Dr. Steffen Kellermann ist Arzt. Und obwohl er seine Patienten nur in den wenigsten Fällen zu Gesicht bekommt, fällt er tagtäglich die entscheidenden Diagnosen, schlägt lebenswichtige Therapien vor. Dr. Kellermann ist Pathologe.
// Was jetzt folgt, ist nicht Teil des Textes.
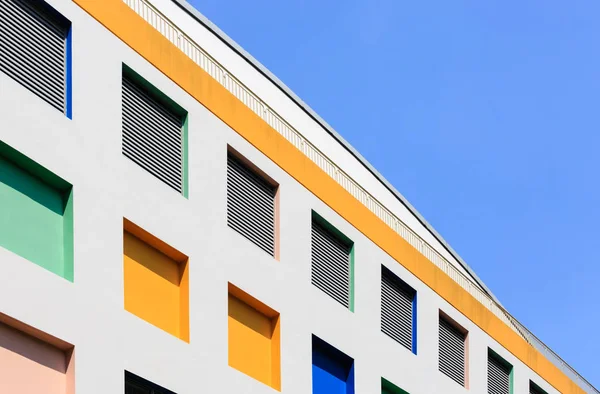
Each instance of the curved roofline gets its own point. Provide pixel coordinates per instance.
(194, 13)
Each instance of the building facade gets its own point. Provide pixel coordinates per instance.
(174, 220)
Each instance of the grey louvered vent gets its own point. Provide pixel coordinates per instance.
(33, 49)
(451, 352)
(250, 205)
(152, 135)
(330, 264)
(396, 309)
(498, 376)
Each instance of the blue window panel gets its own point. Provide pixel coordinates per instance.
(333, 371)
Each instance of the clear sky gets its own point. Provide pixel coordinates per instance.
(483, 114)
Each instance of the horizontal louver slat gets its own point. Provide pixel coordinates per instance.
(33, 50)
(498, 377)
(152, 135)
(396, 310)
(250, 205)
(330, 264)
(451, 352)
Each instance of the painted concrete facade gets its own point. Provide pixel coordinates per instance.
(107, 187)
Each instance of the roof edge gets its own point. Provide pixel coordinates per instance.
(193, 12)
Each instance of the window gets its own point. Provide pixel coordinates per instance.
(388, 387)
(331, 261)
(499, 374)
(156, 281)
(452, 340)
(251, 203)
(154, 131)
(34, 361)
(137, 385)
(36, 213)
(35, 50)
(535, 389)
(253, 338)
(332, 370)
(398, 310)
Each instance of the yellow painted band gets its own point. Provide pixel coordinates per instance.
(117, 17)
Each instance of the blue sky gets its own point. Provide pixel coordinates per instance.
(484, 114)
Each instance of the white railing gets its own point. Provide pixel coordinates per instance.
(151, 15)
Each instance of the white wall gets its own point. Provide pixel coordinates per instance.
(296, 117)
(89, 313)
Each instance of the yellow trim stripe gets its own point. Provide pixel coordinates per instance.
(117, 17)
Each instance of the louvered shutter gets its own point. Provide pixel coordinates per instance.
(451, 352)
(33, 50)
(396, 309)
(250, 205)
(152, 135)
(330, 264)
(498, 376)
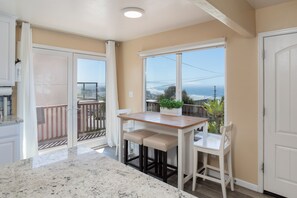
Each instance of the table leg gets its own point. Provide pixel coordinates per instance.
(180, 174)
(121, 151)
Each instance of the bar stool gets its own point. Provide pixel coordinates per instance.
(137, 137)
(219, 145)
(162, 144)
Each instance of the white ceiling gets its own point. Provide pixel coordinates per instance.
(264, 3)
(103, 19)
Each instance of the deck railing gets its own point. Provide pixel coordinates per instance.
(90, 119)
(188, 109)
(54, 122)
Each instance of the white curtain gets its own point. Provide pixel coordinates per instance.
(26, 105)
(112, 104)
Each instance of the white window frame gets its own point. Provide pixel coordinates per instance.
(178, 50)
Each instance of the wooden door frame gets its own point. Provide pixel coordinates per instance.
(261, 56)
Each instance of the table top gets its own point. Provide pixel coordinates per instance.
(79, 172)
(178, 122)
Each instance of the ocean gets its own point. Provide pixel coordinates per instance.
(195, 92)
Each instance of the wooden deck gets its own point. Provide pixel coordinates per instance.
(63, 141)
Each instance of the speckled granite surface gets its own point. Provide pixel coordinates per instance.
(8, 120)
(79, 172)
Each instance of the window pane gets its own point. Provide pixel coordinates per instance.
(90, 79)
(203, 81)
(160, 79)
(90, 99)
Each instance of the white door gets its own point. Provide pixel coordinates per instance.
(280, 122)
(53, 92)
(89, 95)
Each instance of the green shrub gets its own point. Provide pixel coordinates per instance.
(171, 104)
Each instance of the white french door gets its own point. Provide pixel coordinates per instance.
(280, 122)
(53, 92)
(68, 115)
(89, 93)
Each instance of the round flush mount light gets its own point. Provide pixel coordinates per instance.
(133, 12)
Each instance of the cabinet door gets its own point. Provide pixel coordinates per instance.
(9, 143)
(7, 51)
(8, 149)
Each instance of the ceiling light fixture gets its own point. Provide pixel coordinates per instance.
(133, 12)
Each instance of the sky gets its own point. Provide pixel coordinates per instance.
(91, 71)
(204, 67)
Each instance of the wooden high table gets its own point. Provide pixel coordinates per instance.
(183, 125)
Die Gemeinschaftspraxis von Dr. Olaf Holotiuk, Dr. Barbara Zuber und Dr. Steffen Kellermann arbeitet seit 2000 auch für die Krankenhäuser Riesa und Großenhain. Hier werden jährlich 12500 Gewebeproben ausgewertet – von lebenden Patienten. Höchstens zehn Leichen obduzieren die drei teilhabenden Fachärzte im Jahr. Das wird vor allem bei unklarer Todesursache notwendig, sagt Dr. Kellermann.

Er weiß, dass diese Arbeit das Image seines Berufsbildes maßgeblich geprägt hat. In Film und Fernsehen erleben die Pathologen gerade eine Hochzeit. Die Mediziner klären in Tatort und Co. spektakuläre Mordfälle auf und essen auch mal ihre Frühstücksstulle neben der Leiche. Ein Klischee, das Dr. Kellermann ablehnt.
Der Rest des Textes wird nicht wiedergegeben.